Der Hessentag ist mit einem Imagegewinn für die ausrichtenden Städte verbunden, weit über die Landesgrenzen hinaus. Unser Landesfest dauert zehn Tage, wirkt aber für Jahrzehnte und ist identitätsstiftend für eine ganze Region. Wie die Erfahrung zeigt, profitieren auch ortsansässige Unternehmen des Handels, der Dienstleistung, des Handwerks und des Hotel- und Gaststättengewerbes von den Gästen. Darüber hinaus werden Infrastrukturvorhaben umgesetzt, die ohne das Landesfest gar nicht oder deutlich später realisierbar wären. Dazu tragen sowohl Landes- als auch Bundesmittel bei. Diese Mittel lösen wiederum zusätzliche Investitionen der Wirtschaft aus. Kurzfristig wird mehr Umsatz verbucht, langfristig profitieren die Gemeinden und die jeweilige Region vom zusätzlichen Steueraufkommen. In Hofgeismar unterstützt das Land beispielsweise die Neugestaltung der Fußgängerzone sowie den Neubau des Bahnhofs.
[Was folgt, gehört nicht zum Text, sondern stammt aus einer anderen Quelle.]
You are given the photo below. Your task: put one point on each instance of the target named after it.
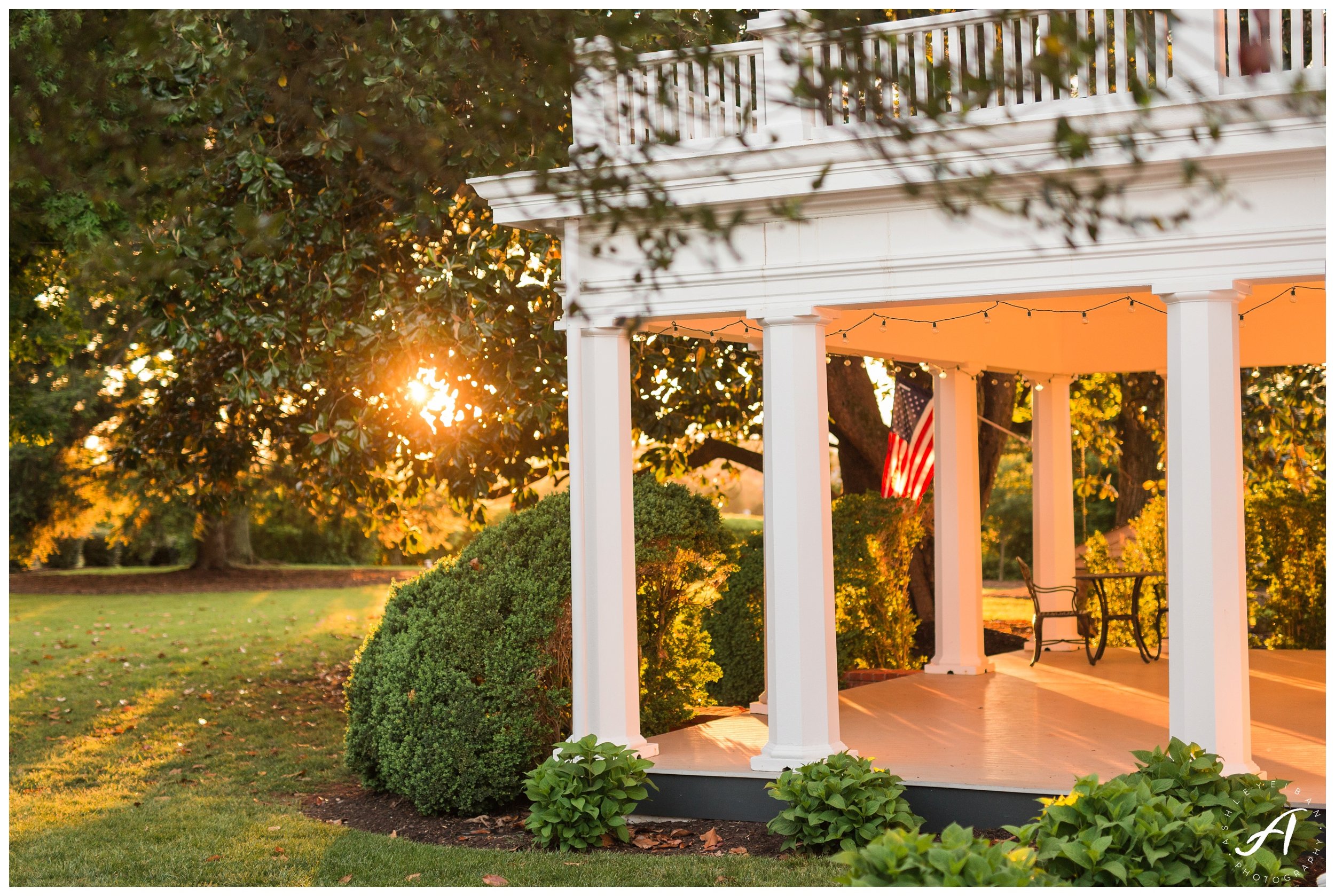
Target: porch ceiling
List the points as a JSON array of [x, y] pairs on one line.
[[1110, 340]]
Stichwort „Provinz reloaded“. Wie kann dem demografischen Wandel, vor allem der Landflucht, begegnet werden? Was kann das Land für Stadtentwicklung und den Ausbau günstiger öffentlicher Verkehrsmittel in der Region tun?
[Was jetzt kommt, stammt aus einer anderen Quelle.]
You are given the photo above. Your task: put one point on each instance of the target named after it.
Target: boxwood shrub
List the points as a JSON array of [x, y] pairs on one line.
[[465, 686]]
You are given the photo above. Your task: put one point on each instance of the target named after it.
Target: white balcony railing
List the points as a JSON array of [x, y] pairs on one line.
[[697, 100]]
Die Frage, ob es uns gelingt, eine Kommune oder eine Region für die Menschen attraktiv und lebenswert zu erhalten, ist in erster Linie eine Frage der Gestaltung vor Ort. Dabei kommt es nicht allein darauf an, wie viele Menschen in einem Ort leben. Viel wichtiger ist das Wie –und das können die Bürgerinnen und Bürger als Gemeinschaft mitgestalten. Wir als Land unterstützen daher Modellregionen und innovative Projekte, die passgenaue Lösungen entwickeln, zum Beispiel Mobilitätskonzepte, die alternative Verkehrsangebote wie Ruf- oder Bürgerbusse sowie private Mitfahrgelegenheiten einbinden. Außerdem bieten wir eine Reihe weiterer Fördermöglichkeiten an, um die Stadtzentren vielfältig und lebendig zu erhalten. Dieses Ziel verfolgen wir auch mit unserem Dorfentwicklungsprogramm. Ebenfalls im Blick haben wir die ärztliche Versorgung auf dem Land. Wir setzen Anreize für interkommunale Zusammenarbeit und stärken das bürgerschaftliche Engagement mit den Maßnahmen unserer Landesehrenamtsagentur oder der Landesstiftung „Miteinander in Hessen“. Es gibt viel zu tun, und wir arbeiten weiter daran, dass es sich in Hessen überall gut leben lässt. Hier in Hofgeismar zeigt es sich: Wenn wir alle gemeinsam an einem Strang ziehen, dann gelingt das auch.

Das Interview ist am 20./24 Mai 2015 in einer Sonderveröffentlichung der Zeitung „Die Welt“ erschienen und wurde von Dr. Claudio Funke geführt.